Solution Approach 2:
The patent creates a digital copy of the live fire training event by capturing images of shooters and targets, then processing these images to generate performance data. This copying mechanism allows the physical live fire training to be replicated and analyzed digitally, preserving performance information without interfering with the realism of the actual training.
2Loss of information
If body mounted detection mechanisms are provided to shooters, then individual performance tracking is improved, but ease of operation deteriorates
Solution Approach 1:
Instead of equipping shooters with detection devices (the conventional approach), the patent inverts the approach by placing image sensors and processing equipment at fixed locations to capture and identify shooters passively. This reversal eliminates the burden on shooters while still achieving performance tracking through automated image analysis.

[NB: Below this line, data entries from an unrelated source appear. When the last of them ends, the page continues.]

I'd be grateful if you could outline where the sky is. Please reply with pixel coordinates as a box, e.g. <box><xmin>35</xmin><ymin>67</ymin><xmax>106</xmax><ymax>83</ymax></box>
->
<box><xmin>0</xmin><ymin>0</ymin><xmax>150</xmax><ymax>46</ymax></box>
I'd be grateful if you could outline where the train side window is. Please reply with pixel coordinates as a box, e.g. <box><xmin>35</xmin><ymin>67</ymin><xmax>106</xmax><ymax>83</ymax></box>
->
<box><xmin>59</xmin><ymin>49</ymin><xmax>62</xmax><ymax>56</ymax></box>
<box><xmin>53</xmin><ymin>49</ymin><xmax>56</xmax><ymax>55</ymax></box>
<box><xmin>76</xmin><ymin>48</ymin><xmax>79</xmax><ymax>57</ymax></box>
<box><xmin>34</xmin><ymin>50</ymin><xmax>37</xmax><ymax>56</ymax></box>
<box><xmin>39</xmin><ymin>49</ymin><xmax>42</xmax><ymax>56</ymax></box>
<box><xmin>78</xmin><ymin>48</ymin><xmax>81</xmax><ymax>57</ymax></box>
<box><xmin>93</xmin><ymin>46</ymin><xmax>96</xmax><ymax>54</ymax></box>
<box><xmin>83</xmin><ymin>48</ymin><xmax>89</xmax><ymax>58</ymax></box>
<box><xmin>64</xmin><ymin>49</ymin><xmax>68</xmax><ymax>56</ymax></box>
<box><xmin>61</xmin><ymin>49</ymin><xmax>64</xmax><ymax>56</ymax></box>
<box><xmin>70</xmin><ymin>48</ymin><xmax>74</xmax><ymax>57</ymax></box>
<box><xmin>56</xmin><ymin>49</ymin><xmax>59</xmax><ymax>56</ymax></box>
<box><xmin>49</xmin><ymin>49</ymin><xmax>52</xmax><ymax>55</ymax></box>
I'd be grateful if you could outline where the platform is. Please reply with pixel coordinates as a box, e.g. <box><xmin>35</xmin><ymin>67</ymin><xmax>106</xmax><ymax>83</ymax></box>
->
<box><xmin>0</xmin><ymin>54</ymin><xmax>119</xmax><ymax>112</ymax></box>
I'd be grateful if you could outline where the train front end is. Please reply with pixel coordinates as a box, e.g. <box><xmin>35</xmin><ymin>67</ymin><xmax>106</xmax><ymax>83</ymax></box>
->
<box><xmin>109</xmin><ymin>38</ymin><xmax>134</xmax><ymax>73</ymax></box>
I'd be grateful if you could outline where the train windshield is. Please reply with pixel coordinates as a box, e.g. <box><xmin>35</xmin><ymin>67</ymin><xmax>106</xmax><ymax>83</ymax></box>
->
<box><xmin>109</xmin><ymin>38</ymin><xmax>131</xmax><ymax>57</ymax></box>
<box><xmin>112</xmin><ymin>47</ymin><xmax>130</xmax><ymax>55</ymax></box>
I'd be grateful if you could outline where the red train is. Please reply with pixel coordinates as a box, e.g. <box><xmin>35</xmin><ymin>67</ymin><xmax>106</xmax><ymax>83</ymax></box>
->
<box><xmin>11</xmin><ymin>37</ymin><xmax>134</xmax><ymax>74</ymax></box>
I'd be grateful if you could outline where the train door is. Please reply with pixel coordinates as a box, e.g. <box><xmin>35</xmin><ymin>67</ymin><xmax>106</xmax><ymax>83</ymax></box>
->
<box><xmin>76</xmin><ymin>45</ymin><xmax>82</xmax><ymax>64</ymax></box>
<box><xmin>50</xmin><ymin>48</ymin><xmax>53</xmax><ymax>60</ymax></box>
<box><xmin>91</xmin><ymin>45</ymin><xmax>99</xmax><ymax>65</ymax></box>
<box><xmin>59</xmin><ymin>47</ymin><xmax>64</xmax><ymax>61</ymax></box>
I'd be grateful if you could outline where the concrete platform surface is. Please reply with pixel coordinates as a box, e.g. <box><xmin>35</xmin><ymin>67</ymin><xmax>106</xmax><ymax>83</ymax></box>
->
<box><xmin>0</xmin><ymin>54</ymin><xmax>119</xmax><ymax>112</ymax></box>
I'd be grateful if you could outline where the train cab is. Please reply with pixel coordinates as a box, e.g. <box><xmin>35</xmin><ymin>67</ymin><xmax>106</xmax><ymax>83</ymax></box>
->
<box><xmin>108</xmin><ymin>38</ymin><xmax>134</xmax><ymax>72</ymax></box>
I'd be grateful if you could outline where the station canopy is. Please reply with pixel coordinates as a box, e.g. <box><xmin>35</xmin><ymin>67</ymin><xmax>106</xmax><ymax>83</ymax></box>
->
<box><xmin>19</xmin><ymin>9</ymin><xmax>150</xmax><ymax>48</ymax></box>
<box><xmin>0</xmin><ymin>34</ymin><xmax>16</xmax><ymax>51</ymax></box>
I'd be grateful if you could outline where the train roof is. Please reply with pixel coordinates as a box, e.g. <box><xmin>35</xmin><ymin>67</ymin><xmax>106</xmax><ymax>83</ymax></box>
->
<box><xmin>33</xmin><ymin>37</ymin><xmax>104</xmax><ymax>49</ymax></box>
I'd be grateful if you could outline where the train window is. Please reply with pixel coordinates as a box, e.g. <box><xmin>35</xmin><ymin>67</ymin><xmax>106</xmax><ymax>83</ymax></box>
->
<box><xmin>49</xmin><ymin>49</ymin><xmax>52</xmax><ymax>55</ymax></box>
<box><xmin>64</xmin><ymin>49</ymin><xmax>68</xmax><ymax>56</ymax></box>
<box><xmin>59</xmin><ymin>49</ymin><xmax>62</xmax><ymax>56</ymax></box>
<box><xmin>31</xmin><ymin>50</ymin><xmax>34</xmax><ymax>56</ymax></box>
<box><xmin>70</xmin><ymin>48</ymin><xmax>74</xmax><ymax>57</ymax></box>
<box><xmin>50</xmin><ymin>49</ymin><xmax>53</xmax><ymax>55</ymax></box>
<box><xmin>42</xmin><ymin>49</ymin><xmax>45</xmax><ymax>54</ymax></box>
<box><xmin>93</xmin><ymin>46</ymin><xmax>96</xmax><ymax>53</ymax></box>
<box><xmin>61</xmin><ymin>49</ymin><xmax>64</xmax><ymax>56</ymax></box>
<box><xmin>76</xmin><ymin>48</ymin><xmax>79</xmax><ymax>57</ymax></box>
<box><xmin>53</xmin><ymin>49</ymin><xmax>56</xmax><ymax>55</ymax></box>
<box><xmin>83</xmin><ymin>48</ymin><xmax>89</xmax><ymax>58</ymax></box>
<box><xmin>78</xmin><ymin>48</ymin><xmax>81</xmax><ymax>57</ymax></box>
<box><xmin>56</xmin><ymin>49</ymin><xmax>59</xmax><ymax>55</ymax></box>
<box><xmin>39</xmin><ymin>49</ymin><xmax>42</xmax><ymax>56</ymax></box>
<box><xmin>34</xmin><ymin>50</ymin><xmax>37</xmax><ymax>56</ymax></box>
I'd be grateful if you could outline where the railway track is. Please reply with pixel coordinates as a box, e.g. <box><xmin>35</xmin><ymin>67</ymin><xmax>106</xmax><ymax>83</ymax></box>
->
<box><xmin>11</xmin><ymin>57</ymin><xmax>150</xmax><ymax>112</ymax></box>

3Adaptability or versatility
If multiple shooters train simultaneously at different locations, then collaborative training capability is improved, but system complexity deteriorates
Solution Approach 1:
The patent creates a universal training system where the same image capture and processing infrastructure can support multiple shooters at different locations simultaneously. The system processes images from multiple sources through a common identification algorithm, allowing collaborative training without requiring location-specific customization of the core system.
Data Source
AI summary
At least one shooter-side image sensor captures images of a plurality of shooters and a plurality of respective firearms periodically fired by the shooters. At least one target-side sensor collects data indicative of projectile strikes on a target area associated with at least one target. A processing unit analyzes images captured by the shooter-side image sensor and detects projectile discharges in response to firing of the firearms, and uniquely identifies each of the shooters associated with the detected projectile discharges. The processing unit detections of projectile strikes, based on the data collected by the target-side sensor, and the detected projectile discharges and identifies, for each detected projectile strike on the target area, the correspondingly fired firearm associated with the uniquely identified shooter.